Accessing 2 registers from the same bank simultaneously causes a register conflict. Best case, it causes a stall in the pipeline. Worst case, it causes the system to crash.

## Solution

- reassign
- moving registers
- insert an instruction to copy values to the opposite register.

## Physical Implementation



Figure 6.9 Illustration of data paths including data memory.

| Instruction      | M1 | M2 | M3 |
|------------------|----|----|----|
| add rX,rA,rB     | 0  | 1  | 0  |
| load rX,off(rA)  | 0  | 0  | 1  |
| store rb,off(rA) | 0  | 0  | X  |
| jump off(rA)     | 1  | 0  | 0  |

- Core loop between M1, 32-bit pgm. ctr., 32-bit adder
- Instruction memory returns instruction at given address
- Instruction decoder takes instruction and decodes it into individual parts
- Register fields used to select registers used in instructions, register unit takes fields and returns contents
- M2 Multiplexer takes auxiliary adding functions (such as adding an offset) and passes it through ALU
- ALU performs operation.
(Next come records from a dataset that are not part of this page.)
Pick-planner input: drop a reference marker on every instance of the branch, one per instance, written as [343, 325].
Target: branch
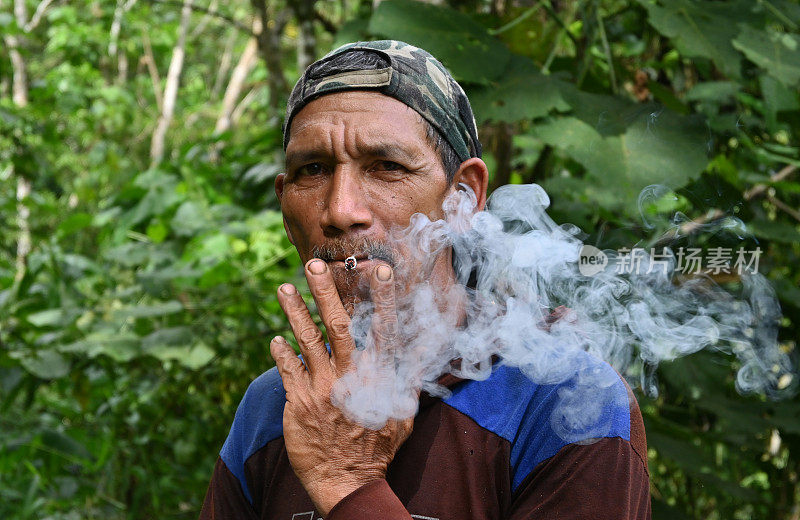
[328, 25]
[171, 87]
[234, 22]
[758, 189]
[236, 83]
[785, 207]
[200, 27]
[152, 68]
[37, 15]
[691, 226]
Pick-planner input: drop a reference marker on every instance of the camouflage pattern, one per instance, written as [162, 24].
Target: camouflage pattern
[412, 76]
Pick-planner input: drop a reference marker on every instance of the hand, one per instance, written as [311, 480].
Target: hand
[331, 455]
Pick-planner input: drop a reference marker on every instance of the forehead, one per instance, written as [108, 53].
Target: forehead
[359, 116]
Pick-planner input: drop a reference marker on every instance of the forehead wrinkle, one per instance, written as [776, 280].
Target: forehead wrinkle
[393, 129]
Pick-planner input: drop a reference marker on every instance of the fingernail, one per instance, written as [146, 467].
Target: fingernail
[384, 273]
[317, 267]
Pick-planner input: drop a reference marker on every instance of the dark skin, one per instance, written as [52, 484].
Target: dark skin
[357, 164]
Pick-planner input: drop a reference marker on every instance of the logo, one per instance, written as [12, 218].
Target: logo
[591, 260]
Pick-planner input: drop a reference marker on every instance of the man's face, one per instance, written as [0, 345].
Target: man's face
[358, 164]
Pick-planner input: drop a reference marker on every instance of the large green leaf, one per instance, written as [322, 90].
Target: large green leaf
[119, 346]
[460, 43]
[702, 29]
[657, 147]
[47, 364]
[521, 93]
[777, 53]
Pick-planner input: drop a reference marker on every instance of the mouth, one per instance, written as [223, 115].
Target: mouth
[358, 261]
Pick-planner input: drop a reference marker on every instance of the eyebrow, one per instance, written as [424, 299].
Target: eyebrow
[388, 150]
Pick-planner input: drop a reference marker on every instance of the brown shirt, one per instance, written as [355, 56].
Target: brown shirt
[503, 448]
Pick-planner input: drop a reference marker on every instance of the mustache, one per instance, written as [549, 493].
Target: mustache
[340, 248]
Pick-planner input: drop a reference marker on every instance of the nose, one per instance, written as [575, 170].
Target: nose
[346, 209]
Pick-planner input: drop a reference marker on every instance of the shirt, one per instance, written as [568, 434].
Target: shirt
[494, 449]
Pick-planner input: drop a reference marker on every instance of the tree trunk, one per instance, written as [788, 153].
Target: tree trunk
[502, 148]
[269, 43]
[171, 87]
[19, 96]
[236, 83]
[306, 40]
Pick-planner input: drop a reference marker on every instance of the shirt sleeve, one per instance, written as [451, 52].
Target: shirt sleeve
[606, 480]
[225, 498]
[373, 500]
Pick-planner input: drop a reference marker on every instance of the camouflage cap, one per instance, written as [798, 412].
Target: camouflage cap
[406, 73]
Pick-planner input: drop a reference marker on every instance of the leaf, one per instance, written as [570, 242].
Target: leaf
[521, 93]
[47, 318]
[149, 311]
[702, 29]
[461, 44]
[788, 292]
[193, 357]
[777, 231]
[620, 166]
[75, 223]
[354, 30]
[715, 91]
[188, 220]
[63, 443]
[119, 346]
[47, 364]
[777, 53]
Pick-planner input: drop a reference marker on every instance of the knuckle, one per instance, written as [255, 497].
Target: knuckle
[339, 328]
[309, 335]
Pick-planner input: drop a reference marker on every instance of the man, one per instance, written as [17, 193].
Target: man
[376, 132]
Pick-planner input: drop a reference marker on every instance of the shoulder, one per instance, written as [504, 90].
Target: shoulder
[258, 420]
[540, 418]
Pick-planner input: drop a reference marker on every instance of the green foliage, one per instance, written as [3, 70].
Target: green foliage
[146, 302]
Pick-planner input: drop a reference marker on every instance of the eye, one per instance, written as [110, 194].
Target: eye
[310, 170]
[388, 166]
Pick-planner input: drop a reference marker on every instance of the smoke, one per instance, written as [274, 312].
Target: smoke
[522, 299]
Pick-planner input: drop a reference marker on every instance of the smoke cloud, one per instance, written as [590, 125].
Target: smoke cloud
[528, 305]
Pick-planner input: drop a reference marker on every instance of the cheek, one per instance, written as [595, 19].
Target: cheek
[396, 202]
[300, 219]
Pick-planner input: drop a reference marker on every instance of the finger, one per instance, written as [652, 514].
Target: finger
[289, 365]
[384, 326]
[308, 335]
[332, 312]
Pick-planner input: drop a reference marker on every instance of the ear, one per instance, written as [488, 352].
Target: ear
[473, 173]
[279, 180]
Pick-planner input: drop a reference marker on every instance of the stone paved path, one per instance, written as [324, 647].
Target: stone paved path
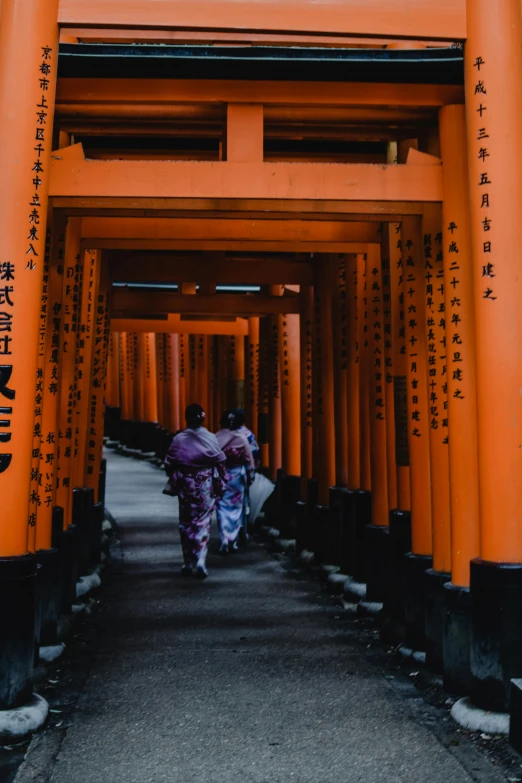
[244, 678]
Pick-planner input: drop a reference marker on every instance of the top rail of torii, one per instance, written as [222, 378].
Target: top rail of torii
[443, 20]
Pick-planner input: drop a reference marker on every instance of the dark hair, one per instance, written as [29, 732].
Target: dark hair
[229, 421]
[194, 415]
[240, 417]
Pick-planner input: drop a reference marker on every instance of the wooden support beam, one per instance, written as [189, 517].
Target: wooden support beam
[174, 325]
[443, 20]
[166, 92]
[132, 300]
[215, 180]
[147, 268]
[201, 228]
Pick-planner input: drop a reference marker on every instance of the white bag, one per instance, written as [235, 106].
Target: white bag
[260, 490]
For addresses, it's passed directly to data memory to get data out, for operations, data is passed to multiplexer to be stored into register for future use.

| Binary String | Unsigned (positional) Interpretation | Sign Magnitude Interpretation | One's Complement Interpretation | Two's Complement Interpretation |
|---------------|--------------------------------------|-------------------------------|---------------------------------|---------------------------------|
| 0000          | 0                                    | 0                             | 0                               | 0                               |
| 0001          | 1                                    | 1                             | 1                               | 1                               |
| 0010          | 2                                    | 2                             | 2                               | 2                               |
| 0011          | 3                                    | 3                             | 3                               | 3                               |
| 0100          | 4                                    | 4                             | 4                               | 4                               |
| 0101          | 5                                    | 5                             | 5                               | 5                               |
| 0110          | 6                                    | 6                             | 6                               | 6                               |
| 0111          | 7                                    | 7                             | 7                               | 7                               |
| 1000          | 8                                    | -0                            | -7                              | -8                              |
| 1001          | 9                                    | -1                            | -6                              | -7                              |
| 1010          | 10                                   | -2                            | -5                              | -6                              |
| 1011          | 11                                   | -3                            | -4                              | -5                              |
| 1100          | 12                                   | -4                            | -3                              | -4                              |
| 1101          | 13                                   | -5                            | -2                              | -3                              |
| 1110          | 14                                   | -6                            | -1                              | -2                              |
| 1111          | 15                                   | -7                            | -0                              | -1                              |

Figure 5.9 The decimal value assigned to each combination of four bits using unsigned, sign-magnitude, one's complement, and two's complement interpretations.